Challenges and honest tradeoffs
A small unopinionated core is not free. Three tensions are worth naming explicitly.
Structured outputs vs. native tool-call APIs
Surfacing tool calls through the structured-output schema is what lets Agens stay provider-agnostic, but native tool-call APIs are typically more reliable on the provider side. Models are fine-tuned to use them, and providers return them through a dedicated, strongly-typed channel rather than as fields inside a free-form JSON response. Asking the same model to emit tool calls as part of a JSON-schema-constrained output works — especially with strict-mode structured outputs — but it leans harder on the LM following the schema than on a dedicated API contract. For workflows where tool reliability is the top constraint, a more opinionated framework with first-class adapters per provider may fit better; for workflows where provider portability matters more, the structured-outputs approach trades a small reliability gap for a much smaller adapter surface.

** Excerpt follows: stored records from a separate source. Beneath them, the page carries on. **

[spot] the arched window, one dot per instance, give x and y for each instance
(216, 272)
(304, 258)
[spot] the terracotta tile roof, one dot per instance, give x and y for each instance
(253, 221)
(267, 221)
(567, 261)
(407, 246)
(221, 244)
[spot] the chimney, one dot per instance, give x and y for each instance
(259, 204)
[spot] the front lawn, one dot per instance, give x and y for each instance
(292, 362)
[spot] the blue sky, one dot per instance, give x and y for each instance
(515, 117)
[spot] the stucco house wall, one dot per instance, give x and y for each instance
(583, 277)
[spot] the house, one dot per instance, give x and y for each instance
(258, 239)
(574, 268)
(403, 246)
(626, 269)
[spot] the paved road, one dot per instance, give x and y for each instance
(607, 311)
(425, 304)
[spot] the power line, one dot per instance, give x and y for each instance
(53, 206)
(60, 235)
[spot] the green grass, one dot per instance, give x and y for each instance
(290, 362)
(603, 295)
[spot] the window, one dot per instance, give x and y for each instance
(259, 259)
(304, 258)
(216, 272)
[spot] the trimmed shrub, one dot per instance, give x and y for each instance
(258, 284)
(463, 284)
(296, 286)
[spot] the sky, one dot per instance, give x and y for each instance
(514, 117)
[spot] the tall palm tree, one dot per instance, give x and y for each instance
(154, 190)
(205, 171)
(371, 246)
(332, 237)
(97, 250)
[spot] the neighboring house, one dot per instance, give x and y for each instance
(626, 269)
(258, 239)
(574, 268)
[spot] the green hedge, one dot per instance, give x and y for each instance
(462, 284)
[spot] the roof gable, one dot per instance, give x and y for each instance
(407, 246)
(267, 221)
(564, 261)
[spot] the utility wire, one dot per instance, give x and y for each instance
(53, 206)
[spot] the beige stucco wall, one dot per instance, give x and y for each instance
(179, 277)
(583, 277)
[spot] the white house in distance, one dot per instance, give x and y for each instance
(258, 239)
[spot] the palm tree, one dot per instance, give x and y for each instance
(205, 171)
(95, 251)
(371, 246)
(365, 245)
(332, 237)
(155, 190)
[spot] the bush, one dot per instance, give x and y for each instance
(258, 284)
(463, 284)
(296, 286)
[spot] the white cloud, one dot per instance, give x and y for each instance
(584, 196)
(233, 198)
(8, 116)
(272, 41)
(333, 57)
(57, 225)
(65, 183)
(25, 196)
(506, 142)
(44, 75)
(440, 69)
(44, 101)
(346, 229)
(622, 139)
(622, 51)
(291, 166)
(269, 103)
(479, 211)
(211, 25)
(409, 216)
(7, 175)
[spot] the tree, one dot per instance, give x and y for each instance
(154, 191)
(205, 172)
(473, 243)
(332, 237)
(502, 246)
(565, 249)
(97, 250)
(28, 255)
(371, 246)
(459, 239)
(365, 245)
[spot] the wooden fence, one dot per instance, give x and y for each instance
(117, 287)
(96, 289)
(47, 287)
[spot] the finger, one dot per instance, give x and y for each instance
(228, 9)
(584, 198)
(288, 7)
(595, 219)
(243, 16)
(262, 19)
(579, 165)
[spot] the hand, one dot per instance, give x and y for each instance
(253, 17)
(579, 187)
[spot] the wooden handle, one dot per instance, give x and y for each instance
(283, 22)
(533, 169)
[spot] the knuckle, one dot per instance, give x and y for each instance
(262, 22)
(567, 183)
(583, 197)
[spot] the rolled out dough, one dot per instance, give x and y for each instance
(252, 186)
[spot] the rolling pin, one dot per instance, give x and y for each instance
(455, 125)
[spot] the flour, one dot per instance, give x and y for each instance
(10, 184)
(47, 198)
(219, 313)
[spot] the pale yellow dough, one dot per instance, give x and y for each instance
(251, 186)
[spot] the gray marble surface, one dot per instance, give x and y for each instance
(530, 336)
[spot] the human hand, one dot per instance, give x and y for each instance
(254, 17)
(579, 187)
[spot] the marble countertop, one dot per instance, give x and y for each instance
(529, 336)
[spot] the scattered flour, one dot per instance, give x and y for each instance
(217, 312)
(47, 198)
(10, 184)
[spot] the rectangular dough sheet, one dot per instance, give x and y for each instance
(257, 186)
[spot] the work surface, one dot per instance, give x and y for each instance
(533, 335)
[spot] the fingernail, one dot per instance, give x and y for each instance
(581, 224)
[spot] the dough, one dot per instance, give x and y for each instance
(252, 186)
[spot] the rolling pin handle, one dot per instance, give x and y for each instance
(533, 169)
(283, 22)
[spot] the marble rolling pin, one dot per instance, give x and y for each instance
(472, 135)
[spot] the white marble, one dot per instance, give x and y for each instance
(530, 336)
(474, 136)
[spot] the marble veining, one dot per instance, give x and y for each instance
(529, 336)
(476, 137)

MCP-shape, not MCP-protocol
Agens uses MCP's data shape for tools and resources but doesn't implement the protocol. There's no JSON-RPC layer, no MCP server lifecycle management, no built-in client. This keeps the core protocol-agnostic and lets the host pick any MCP implementation — or skip MCP entirely.
It also concedes something. The MCP shape works cleanly for tools (loose coupling, JSON in / JSON out) but is more opinionated for resources, where URI/name/description doesn't map perfectly onto every alternative (LangChain-style document loaders, vector-store retrievers with metadata filters, etc.). The aspiration is a tool/resource layer that can host alternative protocols without forcing them through the MCP-shaped door; today that's an accepted limitation.

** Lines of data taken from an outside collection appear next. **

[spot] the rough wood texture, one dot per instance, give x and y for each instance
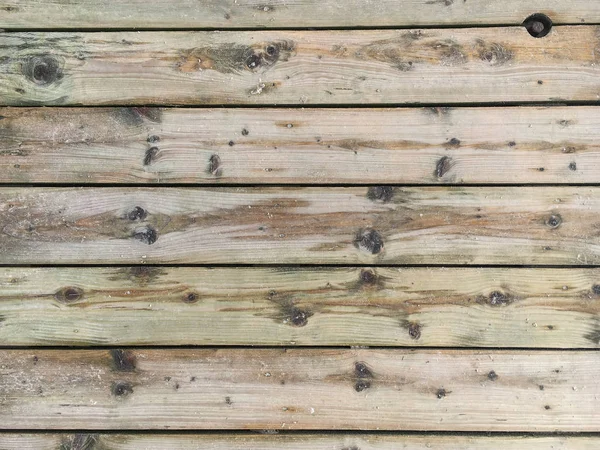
(38, 14)
(300, 389)
(298, 441)
(300, 67)
(556, 308)
(434, 225)
(360, 146)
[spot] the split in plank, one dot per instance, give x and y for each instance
(360, 146)
(296, 441)
(23, 14)
(144, 305)
(359, 225)
(362, 389)
(300, 67)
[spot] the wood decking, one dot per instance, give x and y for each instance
(244, 224)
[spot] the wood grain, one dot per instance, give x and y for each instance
(548, 308)
(325, 146)
(298, 441)
(300, 67)
(38, 14)
(433, 225)
(300, 389)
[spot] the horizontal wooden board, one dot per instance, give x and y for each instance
(299, 441)
(38, 14)
(300, 67)
(142, 305)
(300, 389)
(360, 146)
(366, 225)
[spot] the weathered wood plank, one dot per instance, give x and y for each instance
(196, 146)
(300, 67)
(551, 308)
(300, 389)
(13, 441)
(38, 14)
(433, 225)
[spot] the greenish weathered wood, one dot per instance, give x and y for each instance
(23, 14)
(300, 67)
(548, 308)
(416, 225)
(290, 441)
(326, 389)
(325, 146)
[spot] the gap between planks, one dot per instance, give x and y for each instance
(297, 441)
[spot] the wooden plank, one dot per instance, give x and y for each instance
(291, 441)
(300, 67)
(433, 225)
(198, 146)
(300, 389)
(551, 308)
(38, 14)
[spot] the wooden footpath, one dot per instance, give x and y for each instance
(244, 224)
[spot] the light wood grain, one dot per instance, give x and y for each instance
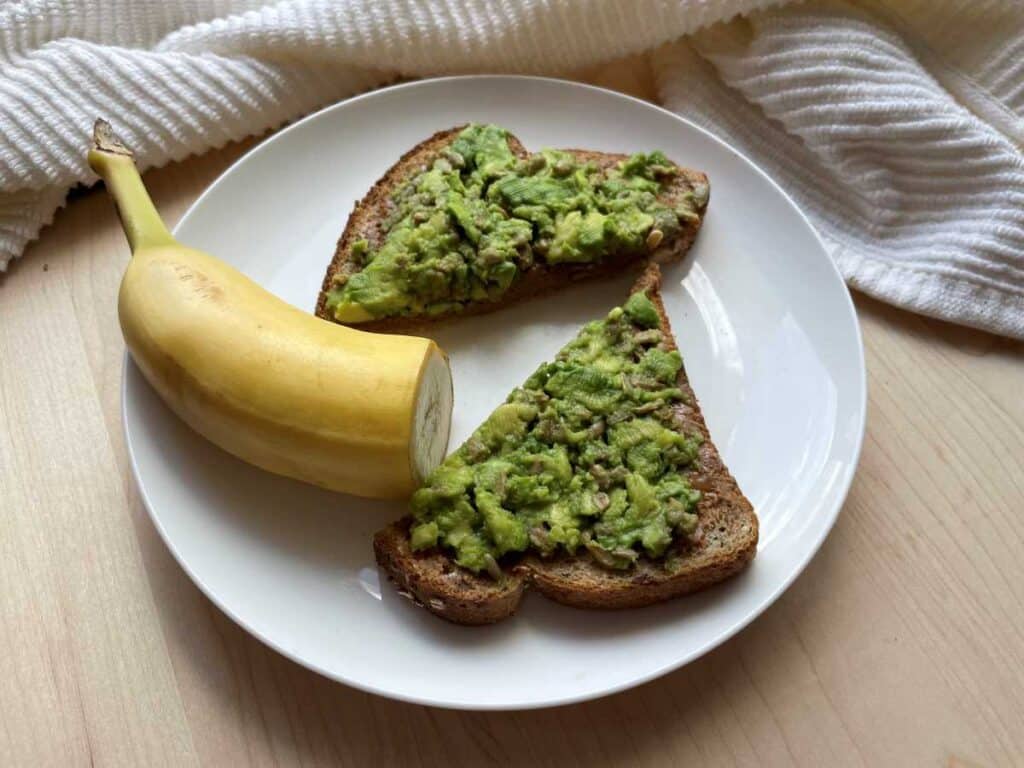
(901, 644)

Unopinionated routing has costs
Routing is dynamic per-request, decided by Agens.Router.resolve/2. There is no first-class edge primitive on Agens.Job.Node — no from: A, to: B, when: ... field — and no static graph the framework can inspect ahead of a run. Users coming from LangGraph or CrewAI have to build their own edge abstraction on top of the Router behaviour. The reference examples/router/edge_router.ex demonstrates one approach but is example code, not framework code.
The tradeoff cuts both ways. The Router can express any routing strategy the host can write — including ones that read context, branch on retrieved data, or hand flow control to the LM — and the same behaviour covers graph, sequential, and dynamic paradigms uniformly. The cost is that simple cases require more code than a declarative next: "node_b" field would, and that there's no out-of-the-box way to render a Job's flow as a static diagram. A future iteration may add an optional edge layer over the Router for cases where a declarative shape would carry its weight.
Summary
Agens is built around a small bet: that the BEAM's primitives are most of what multi-agent orchestration needs, and that the LM/tool/resource layer above them is too varied to encode opinions about. The framework owns the protocol — Job lifecycles, Node routing, queues, retries, telemetry — and leaves the substance to the host. Where defaults exist, they're sensible; where they don't, the seam is small, named, and documented. The cost is that simple cases sometimes take more code than a more opinionated framework would require; the benefit is that the framework doesn't get in your way once you outgrow those simple cases.